Della storia di Wanda Marasco (Napoli, 1953), La compagnia delle anime finte pubblicata da Neri Pozza e ambientata nel dopoguerra a Napoli, con intrecci familiari e di malaffare, prostituzione e usura, si è parlato soprattutto a livello stilistico. Simonetti ha osservato che più che negli altri romanzi, l'elemento preponderante qui è l'esuberanza retorica: «La metafora ha un ruolo centrale, spesso disposta in catene di metafore o compare la doppia specificazione ossimorica: come se la voce narrante volesse dire, o evocare, tutto e il contrario di tutto». L'autrice ha spiegato l'origine di questa letterarietà, che risiede nell'unione di tre proprie passioni: la poesia, il teatro e una grande voglia di narrare.

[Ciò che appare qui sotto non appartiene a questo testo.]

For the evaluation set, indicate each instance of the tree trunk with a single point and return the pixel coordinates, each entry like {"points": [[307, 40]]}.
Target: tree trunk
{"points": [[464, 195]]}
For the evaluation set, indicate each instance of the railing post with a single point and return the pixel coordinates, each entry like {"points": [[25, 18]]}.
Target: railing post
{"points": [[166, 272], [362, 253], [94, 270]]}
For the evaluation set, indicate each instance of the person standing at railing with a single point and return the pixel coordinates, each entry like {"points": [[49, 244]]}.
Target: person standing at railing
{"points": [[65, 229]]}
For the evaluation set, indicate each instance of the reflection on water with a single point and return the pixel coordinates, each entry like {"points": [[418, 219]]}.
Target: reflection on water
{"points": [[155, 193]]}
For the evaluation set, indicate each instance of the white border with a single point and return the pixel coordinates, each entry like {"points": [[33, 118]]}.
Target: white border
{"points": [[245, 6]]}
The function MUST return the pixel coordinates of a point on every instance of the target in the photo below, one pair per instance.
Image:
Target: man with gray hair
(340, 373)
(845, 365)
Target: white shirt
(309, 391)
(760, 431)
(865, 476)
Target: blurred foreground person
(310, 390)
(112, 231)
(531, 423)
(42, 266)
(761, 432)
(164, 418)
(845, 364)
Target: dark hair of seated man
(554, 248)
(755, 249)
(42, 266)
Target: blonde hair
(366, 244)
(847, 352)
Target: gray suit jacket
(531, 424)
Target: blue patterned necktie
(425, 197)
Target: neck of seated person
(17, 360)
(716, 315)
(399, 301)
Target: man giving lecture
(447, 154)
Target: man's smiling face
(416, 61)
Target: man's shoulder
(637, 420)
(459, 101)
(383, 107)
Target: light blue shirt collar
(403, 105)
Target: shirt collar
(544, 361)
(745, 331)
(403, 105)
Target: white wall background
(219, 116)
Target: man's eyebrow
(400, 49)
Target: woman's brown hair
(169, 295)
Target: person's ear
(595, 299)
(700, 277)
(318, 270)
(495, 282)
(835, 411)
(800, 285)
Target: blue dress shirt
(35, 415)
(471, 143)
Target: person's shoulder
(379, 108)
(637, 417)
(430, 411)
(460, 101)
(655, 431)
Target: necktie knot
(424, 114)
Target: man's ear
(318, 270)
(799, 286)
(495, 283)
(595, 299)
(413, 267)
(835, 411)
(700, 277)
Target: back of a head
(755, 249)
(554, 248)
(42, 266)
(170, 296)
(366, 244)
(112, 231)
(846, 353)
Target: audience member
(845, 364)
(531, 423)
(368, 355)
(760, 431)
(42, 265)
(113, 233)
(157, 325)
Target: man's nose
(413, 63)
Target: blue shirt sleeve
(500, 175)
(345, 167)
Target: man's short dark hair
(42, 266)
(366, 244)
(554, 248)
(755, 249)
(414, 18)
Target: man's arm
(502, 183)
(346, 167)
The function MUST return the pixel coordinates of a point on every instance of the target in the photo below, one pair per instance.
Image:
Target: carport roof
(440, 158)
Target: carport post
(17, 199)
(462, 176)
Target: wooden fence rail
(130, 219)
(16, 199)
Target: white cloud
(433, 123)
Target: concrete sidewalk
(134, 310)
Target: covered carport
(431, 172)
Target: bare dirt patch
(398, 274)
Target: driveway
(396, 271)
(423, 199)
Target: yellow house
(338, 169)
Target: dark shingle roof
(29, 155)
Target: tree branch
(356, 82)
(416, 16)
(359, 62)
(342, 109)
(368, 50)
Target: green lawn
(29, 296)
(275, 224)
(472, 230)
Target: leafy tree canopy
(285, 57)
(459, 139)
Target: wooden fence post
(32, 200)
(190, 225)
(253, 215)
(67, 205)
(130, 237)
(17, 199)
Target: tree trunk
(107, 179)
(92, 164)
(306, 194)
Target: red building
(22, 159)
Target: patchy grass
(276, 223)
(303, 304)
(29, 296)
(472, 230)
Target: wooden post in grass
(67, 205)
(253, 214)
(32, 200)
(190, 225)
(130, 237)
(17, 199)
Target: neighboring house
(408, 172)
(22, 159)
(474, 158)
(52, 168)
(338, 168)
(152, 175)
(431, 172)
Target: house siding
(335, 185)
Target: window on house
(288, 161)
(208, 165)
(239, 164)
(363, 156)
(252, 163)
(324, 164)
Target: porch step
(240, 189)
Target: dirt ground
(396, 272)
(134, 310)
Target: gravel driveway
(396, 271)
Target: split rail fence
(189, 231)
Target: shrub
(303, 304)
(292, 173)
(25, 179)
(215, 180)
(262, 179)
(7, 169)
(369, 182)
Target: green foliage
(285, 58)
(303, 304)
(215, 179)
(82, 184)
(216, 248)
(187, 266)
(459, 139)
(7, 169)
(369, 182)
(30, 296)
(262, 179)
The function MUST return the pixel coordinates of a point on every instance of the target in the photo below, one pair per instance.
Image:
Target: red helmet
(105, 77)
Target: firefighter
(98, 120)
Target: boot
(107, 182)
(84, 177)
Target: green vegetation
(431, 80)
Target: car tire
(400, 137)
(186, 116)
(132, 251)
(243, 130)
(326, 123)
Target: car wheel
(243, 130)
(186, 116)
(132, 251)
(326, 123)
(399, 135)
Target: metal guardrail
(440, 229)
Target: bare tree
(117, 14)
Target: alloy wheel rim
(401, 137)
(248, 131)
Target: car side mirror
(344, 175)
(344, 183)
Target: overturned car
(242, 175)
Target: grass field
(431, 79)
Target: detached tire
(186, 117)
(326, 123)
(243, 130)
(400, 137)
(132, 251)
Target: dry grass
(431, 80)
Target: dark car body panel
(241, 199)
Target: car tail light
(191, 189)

La serata si è chiusa con Alberto Rollo e il suo Un'educazione milanese (Manni). Alla prima prova narrativa, 66 anni, Rollo racconta una storia di efficienza e rigore, di mondi che s'incontrano - quello operaio del padre e quello borghese degli amici - l'esplorazione della città. Ci sono la scoperta della politica, del rock, dell'amore. Non è solo fiction, ma neanche solo autobiografia e, ricorda Simonetti, c'è uno sguardo laterale rispetto alla realtà. «A latere c'è una cosa molto importante, una riflessione sulla memoria», spiega Rollo. «Mi veniva naturale riflettere e agire. È la memoria orizzontale, su cui mi ha illuminato Annie Ernaux: si dispongono i fatti ed entrano come fantasmi, come lame, come complicazioni e sentono che vogliono ragione di quell'appartenenza. Per esempio i funerali di Giangiacomo Feltrinelli, dove mio padre era lì con il pugno alzato. Quella scena teneva insieme un rappresentante della classe operaia e un borghese libertino oggetto di una trama misteriosa». Su questa immagine molto milanese si è chiusa la carrellata della cinquina. Non senza che Stefano Petrocchi, direttore della Fondazione Bellonci, abbia espresso la sua soddisfazione: «Prima di leggere una storia leggiamo una scrittura. Stasera abbiamo capito dove hanno collocato il loro sguardo i nostri autori».